Preterm birth is a public health concern, and it has been listed as one of the focuses under the Good Health and Well-Being of The Sustainable Development Goals in Malaysia, Singapore, and Brunei Darussalam. Preterm infants are associated with a higher risk of mortality and the development of morbidities such as sepsis, necrotizing enterocolitis, and hyperbilirubinemia. Besides, they have an immature gastrointestinal tract with weak barrier function and poor immunity. The perturbation of neonatal gut microbiome development could increase susceptibility to various illnesses. Studies have reported that intestinal carriage of Enterobacteriaceae has been linked to the development of necrotizing enterocolitis and sepsis in preterm infants. Besides, there is limited knowledge on the culturable Enterobacteriaceae population, particularly from the meconium (first stool) of preterm infants.

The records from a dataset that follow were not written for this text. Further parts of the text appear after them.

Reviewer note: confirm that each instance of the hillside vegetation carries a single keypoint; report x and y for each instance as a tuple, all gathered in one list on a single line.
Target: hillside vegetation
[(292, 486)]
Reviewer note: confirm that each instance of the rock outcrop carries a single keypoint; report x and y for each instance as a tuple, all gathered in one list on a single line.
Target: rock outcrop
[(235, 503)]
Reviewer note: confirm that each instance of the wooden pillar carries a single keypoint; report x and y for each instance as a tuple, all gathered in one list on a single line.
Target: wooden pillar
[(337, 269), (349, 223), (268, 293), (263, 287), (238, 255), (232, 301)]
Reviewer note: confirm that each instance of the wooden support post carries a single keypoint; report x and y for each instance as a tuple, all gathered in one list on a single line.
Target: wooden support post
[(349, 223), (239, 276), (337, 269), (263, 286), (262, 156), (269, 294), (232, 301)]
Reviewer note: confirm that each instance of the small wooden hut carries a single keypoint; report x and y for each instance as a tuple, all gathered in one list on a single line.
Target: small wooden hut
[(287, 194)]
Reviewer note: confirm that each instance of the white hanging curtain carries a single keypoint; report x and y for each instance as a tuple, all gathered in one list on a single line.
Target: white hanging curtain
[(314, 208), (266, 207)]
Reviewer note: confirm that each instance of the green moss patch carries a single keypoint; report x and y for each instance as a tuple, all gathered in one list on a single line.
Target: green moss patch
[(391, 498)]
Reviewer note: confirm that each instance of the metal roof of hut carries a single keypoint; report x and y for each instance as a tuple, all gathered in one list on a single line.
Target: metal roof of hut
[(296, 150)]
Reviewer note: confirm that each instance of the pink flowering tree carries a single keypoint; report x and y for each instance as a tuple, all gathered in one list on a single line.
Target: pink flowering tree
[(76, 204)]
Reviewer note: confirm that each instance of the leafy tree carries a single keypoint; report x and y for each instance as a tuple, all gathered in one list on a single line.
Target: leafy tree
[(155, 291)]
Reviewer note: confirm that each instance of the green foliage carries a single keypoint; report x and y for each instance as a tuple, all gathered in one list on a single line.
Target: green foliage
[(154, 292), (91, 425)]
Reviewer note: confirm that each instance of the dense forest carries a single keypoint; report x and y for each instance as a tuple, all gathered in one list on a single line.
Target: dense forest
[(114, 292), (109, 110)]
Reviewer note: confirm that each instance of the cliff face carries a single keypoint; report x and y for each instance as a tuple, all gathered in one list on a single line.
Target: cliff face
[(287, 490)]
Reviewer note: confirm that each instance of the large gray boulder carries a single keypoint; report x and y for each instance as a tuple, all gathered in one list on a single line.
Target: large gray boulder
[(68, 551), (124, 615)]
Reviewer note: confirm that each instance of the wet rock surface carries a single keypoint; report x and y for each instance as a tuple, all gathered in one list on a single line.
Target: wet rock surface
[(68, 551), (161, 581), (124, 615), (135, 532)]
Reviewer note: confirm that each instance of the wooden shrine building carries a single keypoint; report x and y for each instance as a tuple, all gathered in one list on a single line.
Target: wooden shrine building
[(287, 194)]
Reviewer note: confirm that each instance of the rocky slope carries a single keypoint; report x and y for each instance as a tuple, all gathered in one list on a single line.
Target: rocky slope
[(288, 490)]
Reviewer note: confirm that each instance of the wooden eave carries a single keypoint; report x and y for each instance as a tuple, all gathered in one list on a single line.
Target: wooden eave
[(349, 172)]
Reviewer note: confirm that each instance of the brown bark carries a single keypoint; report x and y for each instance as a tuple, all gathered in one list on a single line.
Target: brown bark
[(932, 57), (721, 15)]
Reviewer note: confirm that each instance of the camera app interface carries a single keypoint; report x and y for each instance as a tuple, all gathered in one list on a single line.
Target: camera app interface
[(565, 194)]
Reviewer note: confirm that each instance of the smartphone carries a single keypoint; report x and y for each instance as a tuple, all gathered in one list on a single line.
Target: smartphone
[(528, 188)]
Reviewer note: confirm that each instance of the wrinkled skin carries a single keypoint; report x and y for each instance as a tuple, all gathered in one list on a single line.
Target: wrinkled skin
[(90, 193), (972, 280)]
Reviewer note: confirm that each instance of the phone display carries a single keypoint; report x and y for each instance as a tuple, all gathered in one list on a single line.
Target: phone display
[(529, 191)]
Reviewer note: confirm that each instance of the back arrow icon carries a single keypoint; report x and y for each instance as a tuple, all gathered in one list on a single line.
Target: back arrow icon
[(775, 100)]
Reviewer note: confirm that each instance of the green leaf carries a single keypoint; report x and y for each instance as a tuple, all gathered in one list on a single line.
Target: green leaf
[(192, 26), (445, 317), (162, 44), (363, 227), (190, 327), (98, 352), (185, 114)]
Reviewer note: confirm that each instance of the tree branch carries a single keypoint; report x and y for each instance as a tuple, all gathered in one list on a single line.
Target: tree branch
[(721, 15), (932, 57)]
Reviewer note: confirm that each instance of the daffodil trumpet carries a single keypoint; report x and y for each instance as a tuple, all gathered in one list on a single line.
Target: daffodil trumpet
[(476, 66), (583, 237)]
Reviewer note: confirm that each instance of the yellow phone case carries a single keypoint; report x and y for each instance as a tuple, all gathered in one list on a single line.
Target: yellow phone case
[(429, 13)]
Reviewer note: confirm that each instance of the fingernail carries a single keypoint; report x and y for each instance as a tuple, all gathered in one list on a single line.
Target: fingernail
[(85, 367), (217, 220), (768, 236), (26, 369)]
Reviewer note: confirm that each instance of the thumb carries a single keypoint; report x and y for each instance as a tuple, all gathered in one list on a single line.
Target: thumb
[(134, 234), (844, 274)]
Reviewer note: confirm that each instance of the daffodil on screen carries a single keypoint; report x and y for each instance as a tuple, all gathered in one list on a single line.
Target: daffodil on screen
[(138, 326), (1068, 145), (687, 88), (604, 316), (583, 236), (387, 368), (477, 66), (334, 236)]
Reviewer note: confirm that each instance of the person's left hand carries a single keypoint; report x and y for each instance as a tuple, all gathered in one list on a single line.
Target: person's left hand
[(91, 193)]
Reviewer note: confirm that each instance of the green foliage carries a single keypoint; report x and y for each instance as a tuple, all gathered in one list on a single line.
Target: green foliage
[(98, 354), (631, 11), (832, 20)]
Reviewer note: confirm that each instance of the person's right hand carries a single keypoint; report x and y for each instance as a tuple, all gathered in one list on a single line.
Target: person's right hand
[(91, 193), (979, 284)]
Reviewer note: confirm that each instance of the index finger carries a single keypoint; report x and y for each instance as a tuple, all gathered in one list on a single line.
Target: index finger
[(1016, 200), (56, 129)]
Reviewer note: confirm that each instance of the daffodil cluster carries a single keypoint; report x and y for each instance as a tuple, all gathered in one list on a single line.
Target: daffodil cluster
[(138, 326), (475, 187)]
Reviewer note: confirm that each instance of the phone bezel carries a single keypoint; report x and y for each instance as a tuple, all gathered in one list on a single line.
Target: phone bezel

Furthermore, the emergence of antibiotic-resistant Enterobacteriaceae among preterm infants population, which could be driven by infants' early and long-term exposure to antibiotics, is of concern as infections with these microorganisms are challenging to treat and could lead to detrimental outcomes. Therefore, alternative therapies such as probiotics could be used to decrease potential gut pathogenic Enterobacteriaceae. Nonetheless, there is still limited knowledge on the optimum dose, frequency, duration of treatment, and combination of probiotics to eradicate these pathogens effectively. This study aims to develop a novel consortium of 3 probiotic strains and demonstrate their inhibitory effect against antibiotic-resistant Enterobacteriaceae clinical isolates obtained from meconium samples of very preterm and very low birth weight infants in Malaysia. The antagonistic activity of probiotic strains will be evaluated, and the most effective probiotic combination against a selected antibiotic-resistant clinical isolate will be tested in vivo using a murine infection model.